Despite a dismal 2002 for Motorola's shareholders, the Schaumburg company's board awarded Chairman and CEO Christopher Galvin a $1.5 million bonus, more than doubling his cash compensation to $2.8 million. His total compensation came to $11.88 million.
Motorola's stock return fell nearly 42 percent last year, including the impact of dividends, compared with a 22 percent decline for the Standard & Poor's index.
Motorola said bonuses for Galvin and other executives reflected the fact that the company exceeded most of its financial goals for the year.
The awards "were based on the company's return to profitability during the second half of the year despite declining sales due to weakness in the company's key markets," the company said.
At GATX, cash compensation for CEO Ronald Zech was heavily influenced by the effects of the Sept. 11 terrorist attacks.
"We are involved in aircraft leasing, so last year's results were very volatile. Executive compensation was adjusted accordingly by our board," said Robert Lyons, vice president of investor relations.

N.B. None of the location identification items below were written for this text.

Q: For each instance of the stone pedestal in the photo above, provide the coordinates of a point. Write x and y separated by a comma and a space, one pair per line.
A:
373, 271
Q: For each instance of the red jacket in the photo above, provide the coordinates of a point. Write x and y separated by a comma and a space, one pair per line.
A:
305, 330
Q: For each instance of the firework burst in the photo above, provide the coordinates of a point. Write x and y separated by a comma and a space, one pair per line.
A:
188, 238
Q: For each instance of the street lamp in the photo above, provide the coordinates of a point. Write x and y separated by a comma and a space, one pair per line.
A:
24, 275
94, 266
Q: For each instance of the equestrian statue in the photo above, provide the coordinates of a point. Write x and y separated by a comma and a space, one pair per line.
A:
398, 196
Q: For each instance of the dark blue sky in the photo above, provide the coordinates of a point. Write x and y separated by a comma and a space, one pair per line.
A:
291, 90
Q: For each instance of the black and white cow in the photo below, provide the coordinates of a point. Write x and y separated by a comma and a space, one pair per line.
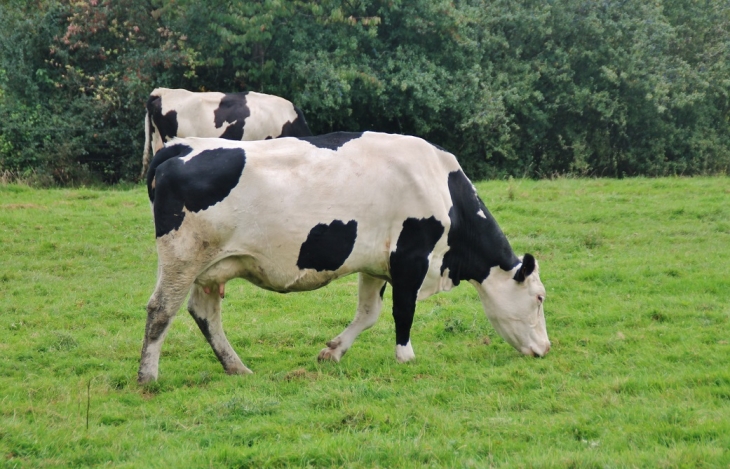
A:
233, 116
295, 214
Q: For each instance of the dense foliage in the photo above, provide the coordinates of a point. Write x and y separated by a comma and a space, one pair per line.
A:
520, 87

He said the board wanted to guarantee stability at the top level of Chicago-based GATX, in light of the many difficulties seen in the transportation leasing business.
The company saw a big drop in share price, while compensation for Zech zoomed by more than 224 percent.
But that compensation included $750,000 paid last year, even though it was part of a three-year employment package, Lyons noted.
As for Zech's salary, "it went up, but that was not a significant move," he added. His compensation last year was listed as $5.8 million.
Horace Mann Educators Corp.
At Horace Mann, the Springfield-based insurer, CEO Louis Lower received a salary increase of nearly 9 percent last year, said Dwayne Hallman, senior vice president for finance. Lower's total compensation was listed as $1.05 million.
Hallman said shareholders were given a full explanation of Lower's compensation in the annual proxy statement.
U.S. Cellular Corp.
Total return on the company's stock last year declined nearly 45 percent, but the cash compensation of U.S. Cellular chief executive John E. Rooney rose by 18 percent.
Kenneth Meyers, chief financial officer for U.S. Cellular, said the stock market may not be recognizing the company's true performance.
"Over the past year, wireless companies' stock prices were down 50 to 60 percent," he said. "Sprint PCS stock has fallen by perhaps 80 percent. We've seen some wireless companies go bankrupt."
He said compensation in such an environment needs "to look at what is being done to build long-term value. A lot of strategically important projects were completed."
A big step for the company was moving into the highly competitive Chicago wireless market, with its purchase of PrimeCo. Rooney's compensation for last year was listed as $1.98 million.